Since this is an interview question, here is my shot at a solution. (As dcn points out below, this is not guaranteed to return the optimal solution, though it should still be a decent heuristic. Good catch, dcn!)
- Create a set Sp with a single point P.
- Compute the distance between every point in Sp and every point outside of it, then add the point with the smallest max distance to Sp.
- Repeat 2. until Sp has k points.
- Repeat 1-3 using each point once as the initial P. Take the Sp which has the smallest max distance.
There are O(k) points in Sp, and O(n) points outside of it, so finding the point with the smallest max distance is O(nk). We repeat this k times, then repeat the whole procedure n times, for an overall complexity of O(n2k2).
We can improve on this by caching the max distance between any point in Sp and each point outside of Sp. If maxDistanceFromPointInS[pointOutsideS]

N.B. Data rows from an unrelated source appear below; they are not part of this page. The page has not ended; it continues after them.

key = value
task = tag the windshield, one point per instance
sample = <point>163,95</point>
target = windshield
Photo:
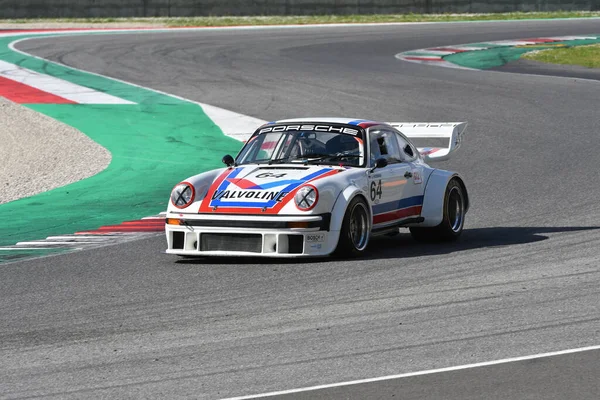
<point>304,147</point>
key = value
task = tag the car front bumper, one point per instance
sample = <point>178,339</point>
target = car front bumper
<point>242,235</point>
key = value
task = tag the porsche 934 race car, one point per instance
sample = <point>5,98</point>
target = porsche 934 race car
<point>313,187</point>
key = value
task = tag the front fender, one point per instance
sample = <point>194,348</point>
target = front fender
<point>435,191</point>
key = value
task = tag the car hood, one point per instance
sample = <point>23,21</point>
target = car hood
<point>260,188</point>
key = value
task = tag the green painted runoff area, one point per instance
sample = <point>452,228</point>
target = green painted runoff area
<point>154,144</point>
<point>502,54</point>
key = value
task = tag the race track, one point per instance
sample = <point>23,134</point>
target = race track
<point>126,321</point>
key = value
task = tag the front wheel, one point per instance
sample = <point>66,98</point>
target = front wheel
<point>354,234</point>
<point>453,219</point>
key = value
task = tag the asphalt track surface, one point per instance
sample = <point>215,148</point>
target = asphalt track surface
<point>128,321</point>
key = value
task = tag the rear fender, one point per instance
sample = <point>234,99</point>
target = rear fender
<point>435,191</point>
<point>341,203</point>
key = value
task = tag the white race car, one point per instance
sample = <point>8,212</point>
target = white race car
<point>317,186</point>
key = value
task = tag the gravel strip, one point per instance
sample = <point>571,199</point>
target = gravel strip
<point>63,25</point>
<point>39,153</point>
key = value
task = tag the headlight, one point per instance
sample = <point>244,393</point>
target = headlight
<point>183,195</point>
<point>306,197</point>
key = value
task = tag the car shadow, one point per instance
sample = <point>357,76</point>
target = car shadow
<point>403,246</point>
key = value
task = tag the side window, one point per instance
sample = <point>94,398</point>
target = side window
<point>384,144</point>
<point>409,153</point>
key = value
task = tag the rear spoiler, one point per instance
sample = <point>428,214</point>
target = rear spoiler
<point>453,131</point>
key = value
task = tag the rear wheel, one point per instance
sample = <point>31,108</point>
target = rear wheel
<point>354,234</point>
<point>453,219</point>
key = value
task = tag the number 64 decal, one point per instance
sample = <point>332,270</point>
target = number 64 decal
<point>375,190</point>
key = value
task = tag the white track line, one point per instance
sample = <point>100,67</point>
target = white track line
<point>418,373</point>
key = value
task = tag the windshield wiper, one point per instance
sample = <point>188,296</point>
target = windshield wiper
<point>331,157</point>
<point>278,160</point>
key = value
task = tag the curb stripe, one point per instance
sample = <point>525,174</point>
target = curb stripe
<point>147,224</point>
<point>24,94</point>
<point>437,55</point>
<point>58,87</point>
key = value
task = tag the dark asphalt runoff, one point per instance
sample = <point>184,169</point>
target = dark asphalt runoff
<point>126,321</point>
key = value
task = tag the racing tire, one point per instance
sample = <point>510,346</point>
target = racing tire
<point>355,231</point>
<point>453,219</point>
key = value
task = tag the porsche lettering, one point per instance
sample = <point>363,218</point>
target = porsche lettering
<point>318,128</point>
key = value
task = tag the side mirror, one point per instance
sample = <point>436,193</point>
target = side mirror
<point>228,160</point>
<point>379,163</point>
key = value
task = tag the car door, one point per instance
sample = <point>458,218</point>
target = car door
<point>388,184</point>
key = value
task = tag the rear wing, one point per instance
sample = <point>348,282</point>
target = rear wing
<point>452,131</point>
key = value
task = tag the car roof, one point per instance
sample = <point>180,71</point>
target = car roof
<point>363,123</point>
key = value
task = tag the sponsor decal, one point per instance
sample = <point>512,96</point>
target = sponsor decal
<point>242,195</point>
<point>315,238</point>
<point>249,194</point>
<point>417,178</point>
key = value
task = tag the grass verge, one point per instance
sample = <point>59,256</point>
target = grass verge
<point>313,19</point>
<point>586,56</point>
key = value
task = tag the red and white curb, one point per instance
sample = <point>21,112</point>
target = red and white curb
<point>22,85</point>
<point>436,55</point>
<point>111,234</point>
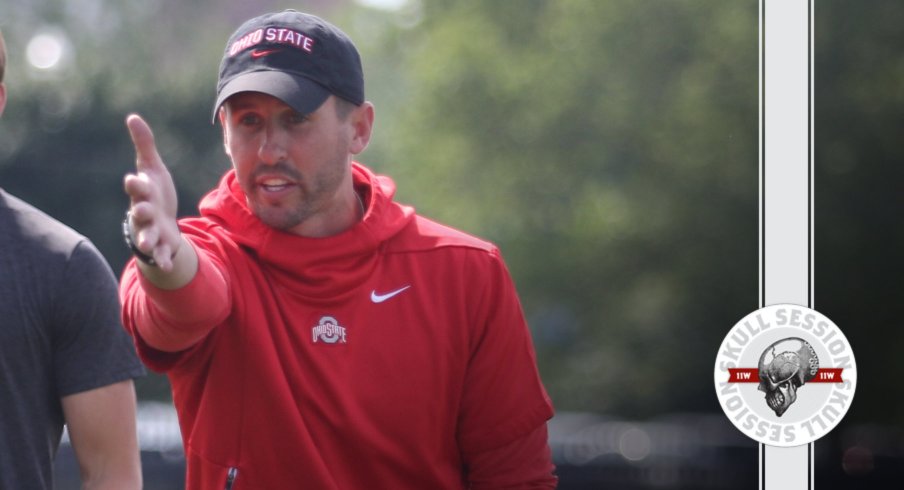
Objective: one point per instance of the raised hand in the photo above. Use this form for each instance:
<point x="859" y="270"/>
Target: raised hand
<point x="153" y="198"/>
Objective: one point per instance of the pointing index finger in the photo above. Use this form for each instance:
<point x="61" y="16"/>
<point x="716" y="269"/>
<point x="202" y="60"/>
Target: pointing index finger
<point x="146" y="155"/>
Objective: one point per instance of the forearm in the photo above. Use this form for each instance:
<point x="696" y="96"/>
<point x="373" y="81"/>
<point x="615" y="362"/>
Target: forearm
<point x="171" y="320"/>
<point x="117" y="477"/>
<point x="102" y="428"/>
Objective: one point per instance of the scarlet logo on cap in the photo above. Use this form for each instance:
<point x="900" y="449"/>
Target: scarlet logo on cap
<point x="273" y="35"/>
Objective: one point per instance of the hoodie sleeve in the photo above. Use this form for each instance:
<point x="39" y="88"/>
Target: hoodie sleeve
<point x="169" y="321"/>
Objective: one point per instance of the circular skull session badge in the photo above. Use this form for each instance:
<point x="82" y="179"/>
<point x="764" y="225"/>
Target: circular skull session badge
<point x="785" y="375"/>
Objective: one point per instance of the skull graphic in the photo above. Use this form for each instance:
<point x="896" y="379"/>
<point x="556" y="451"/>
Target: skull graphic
<point x="784" y="367"/>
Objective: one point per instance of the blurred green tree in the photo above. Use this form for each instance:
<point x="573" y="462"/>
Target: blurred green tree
<point x="610" y="149"/>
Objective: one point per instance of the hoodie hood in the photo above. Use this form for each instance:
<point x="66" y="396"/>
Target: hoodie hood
<point x="326" y="267"/>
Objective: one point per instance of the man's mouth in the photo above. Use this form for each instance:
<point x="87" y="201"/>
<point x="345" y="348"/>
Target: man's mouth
<point x="274" y="184"/>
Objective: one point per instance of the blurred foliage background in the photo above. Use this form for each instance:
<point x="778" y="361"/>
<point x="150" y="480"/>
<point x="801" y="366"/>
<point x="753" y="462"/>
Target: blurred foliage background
<point x="609" y="147"/>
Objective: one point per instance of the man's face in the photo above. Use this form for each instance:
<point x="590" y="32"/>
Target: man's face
<point x="294" y="168"/>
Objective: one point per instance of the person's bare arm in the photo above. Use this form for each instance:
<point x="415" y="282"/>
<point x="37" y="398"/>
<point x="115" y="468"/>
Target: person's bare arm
<point x="153" y="213"/>
<point x="102" y="428"/>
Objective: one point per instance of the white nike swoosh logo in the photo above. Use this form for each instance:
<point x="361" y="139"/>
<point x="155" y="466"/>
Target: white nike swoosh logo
<point x="379" y="298"/>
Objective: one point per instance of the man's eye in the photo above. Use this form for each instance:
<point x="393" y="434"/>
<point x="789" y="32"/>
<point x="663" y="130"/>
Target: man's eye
<point x="297" y="118"/>
<point x="249" y="119"/>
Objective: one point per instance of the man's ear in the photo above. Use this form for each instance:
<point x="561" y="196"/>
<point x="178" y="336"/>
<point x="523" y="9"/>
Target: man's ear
<point x="2" y="98"/>
<point x="221" y="115"/>
<point x="362" y="119"/>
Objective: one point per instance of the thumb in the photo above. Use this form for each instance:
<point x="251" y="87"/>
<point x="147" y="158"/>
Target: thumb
<point x="146" y="155"/>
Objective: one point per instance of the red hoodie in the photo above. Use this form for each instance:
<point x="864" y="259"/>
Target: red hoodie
<point x="393" y="355"/>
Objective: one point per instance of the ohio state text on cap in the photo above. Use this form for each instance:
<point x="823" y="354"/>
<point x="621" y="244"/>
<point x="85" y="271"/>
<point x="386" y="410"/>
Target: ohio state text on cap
<point x="298" y="58"/>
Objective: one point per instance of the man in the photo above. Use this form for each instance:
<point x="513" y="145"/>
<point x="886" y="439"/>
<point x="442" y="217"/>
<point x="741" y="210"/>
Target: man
<point x="316" y="333"/>
<point x="64" y="356"/>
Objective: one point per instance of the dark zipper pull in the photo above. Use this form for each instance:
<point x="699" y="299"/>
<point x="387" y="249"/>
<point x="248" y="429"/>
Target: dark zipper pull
<point x="230" y="477"/>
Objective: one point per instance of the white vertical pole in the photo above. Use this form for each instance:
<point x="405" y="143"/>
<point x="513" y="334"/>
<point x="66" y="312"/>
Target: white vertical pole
<point x="785" y="192"/>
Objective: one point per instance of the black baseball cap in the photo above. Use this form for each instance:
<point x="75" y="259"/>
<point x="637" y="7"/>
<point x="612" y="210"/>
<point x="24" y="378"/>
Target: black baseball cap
<point x="298" y="58"/>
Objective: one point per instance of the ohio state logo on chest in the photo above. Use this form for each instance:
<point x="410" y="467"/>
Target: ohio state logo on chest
<point x="328" y="331"/>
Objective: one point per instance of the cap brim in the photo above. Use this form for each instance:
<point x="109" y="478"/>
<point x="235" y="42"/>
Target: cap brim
<point x="300" y="93"/>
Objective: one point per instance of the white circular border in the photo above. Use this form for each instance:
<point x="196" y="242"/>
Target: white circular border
<point x="761" y="424"/>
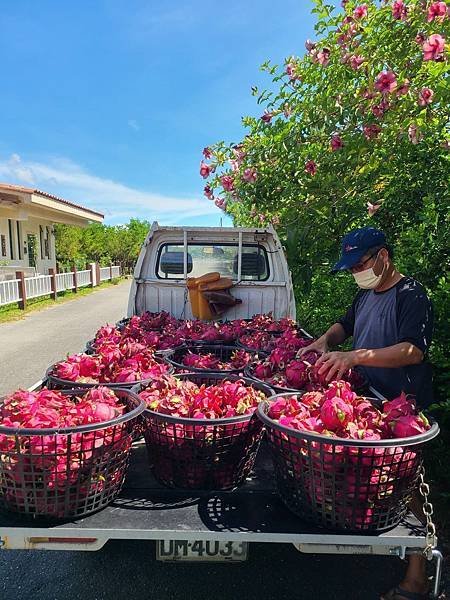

is, say, an O(1) hash-table containing the current max distance between every point pointOutsideS
and some point inside Sp, then every time we add a new point newPoint
, we set maxDistanceFromPointInS[p] = Max(maxDistanceFromPointInS[p], distance(newPoint, p))
for all points p
outside of Sp. Then finding the smallest max distance is O(n), adding a point to Sp is O(n). Repeating this k times gives us O((n+n)k) = O(nk). Finally, we repeat the whole procedure n times, for an overall complexity of O(n2k).
We could improve finding the smallest max distance to O(1) using a heap, but that would not change the overall complexity.
By the way, it took an hour to write this all up - there's no way I could have done this in an interview.